His music worked on Norma like a drug. The rhythm conjured up her exhilaration when a train sped by; the bluesy wail evoked the train whistles she’d heard all her life. Basie’s piano defined the minimalism for which Peggy Lee would become famous. His gently touched, perfectly placed notes were all the band needed to set it swinging. Tenor saxophonist Lester Young’s silky playing was light, lyrical, and full of feeling, qualities that Lee’s singing would share. In that orchestra was the first swing guitarist she had ever heard, Freddie Green, whose quarter-note, strumming technique swung hard. Green triggered her lifelong infatuation with the guitar and the men who played it.

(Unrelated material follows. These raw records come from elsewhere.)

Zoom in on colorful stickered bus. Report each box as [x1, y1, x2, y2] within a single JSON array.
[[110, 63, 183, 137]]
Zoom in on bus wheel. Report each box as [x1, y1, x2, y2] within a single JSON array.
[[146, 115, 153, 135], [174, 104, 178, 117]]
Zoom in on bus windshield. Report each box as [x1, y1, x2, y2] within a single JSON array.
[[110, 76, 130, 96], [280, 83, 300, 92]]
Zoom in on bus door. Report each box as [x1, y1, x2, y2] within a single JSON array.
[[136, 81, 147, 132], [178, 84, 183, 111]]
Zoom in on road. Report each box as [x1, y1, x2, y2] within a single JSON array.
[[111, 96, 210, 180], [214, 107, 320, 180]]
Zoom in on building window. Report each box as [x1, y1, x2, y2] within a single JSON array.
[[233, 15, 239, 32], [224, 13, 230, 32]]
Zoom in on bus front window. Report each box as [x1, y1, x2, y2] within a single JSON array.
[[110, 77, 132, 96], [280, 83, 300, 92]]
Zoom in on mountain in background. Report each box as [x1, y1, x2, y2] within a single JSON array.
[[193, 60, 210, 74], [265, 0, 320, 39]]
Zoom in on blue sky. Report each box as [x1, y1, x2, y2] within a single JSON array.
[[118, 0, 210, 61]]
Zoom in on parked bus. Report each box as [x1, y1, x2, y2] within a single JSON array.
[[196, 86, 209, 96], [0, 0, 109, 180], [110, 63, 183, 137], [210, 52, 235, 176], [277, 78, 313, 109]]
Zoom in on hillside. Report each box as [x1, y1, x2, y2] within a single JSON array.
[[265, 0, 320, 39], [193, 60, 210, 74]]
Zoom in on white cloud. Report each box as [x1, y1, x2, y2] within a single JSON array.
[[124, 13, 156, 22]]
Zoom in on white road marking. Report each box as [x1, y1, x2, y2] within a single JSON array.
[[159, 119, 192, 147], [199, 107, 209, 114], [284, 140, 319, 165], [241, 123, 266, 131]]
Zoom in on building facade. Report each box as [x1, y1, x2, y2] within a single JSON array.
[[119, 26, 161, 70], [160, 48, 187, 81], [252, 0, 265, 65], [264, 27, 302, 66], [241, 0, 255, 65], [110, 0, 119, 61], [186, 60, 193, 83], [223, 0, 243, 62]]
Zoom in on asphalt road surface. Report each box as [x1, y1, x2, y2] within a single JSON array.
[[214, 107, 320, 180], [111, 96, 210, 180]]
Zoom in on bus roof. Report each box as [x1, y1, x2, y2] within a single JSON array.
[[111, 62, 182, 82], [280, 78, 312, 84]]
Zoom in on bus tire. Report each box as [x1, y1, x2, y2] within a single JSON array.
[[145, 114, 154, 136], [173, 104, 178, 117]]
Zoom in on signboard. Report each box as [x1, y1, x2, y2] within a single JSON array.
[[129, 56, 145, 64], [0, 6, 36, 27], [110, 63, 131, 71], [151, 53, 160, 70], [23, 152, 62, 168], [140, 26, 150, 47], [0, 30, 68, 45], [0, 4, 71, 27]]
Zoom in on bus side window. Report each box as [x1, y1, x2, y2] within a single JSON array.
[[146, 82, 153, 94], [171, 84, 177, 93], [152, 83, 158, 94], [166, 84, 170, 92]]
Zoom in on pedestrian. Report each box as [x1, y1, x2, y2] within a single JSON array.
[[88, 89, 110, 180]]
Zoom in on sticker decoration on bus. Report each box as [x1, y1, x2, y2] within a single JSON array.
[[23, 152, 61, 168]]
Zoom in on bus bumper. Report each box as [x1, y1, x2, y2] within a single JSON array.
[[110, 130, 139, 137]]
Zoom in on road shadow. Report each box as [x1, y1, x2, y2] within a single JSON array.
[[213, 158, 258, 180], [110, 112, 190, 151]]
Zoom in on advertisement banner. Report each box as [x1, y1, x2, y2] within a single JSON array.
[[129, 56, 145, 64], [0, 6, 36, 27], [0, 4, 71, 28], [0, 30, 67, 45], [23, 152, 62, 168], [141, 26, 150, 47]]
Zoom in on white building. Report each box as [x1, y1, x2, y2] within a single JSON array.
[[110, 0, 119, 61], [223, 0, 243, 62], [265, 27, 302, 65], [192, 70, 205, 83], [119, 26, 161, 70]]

Basie’s men had lived the hard-knock life, and it came through in their playing—a connection to hurt and struggle that would later be termed “soul.” But their prevailing spirit was joy—even if the band worked in a joint that, in sax man Buster Smith’s words, was “nothin’ but a hole in the wall.” Call girls lingered in the stairwell, pimps and thugs at the bar; cigarette smoke permeated a room that felt “hot as hell,” according to trumpeter Buck Clayton. Black patrons were confined to the balcony and a small space behind the bandstand.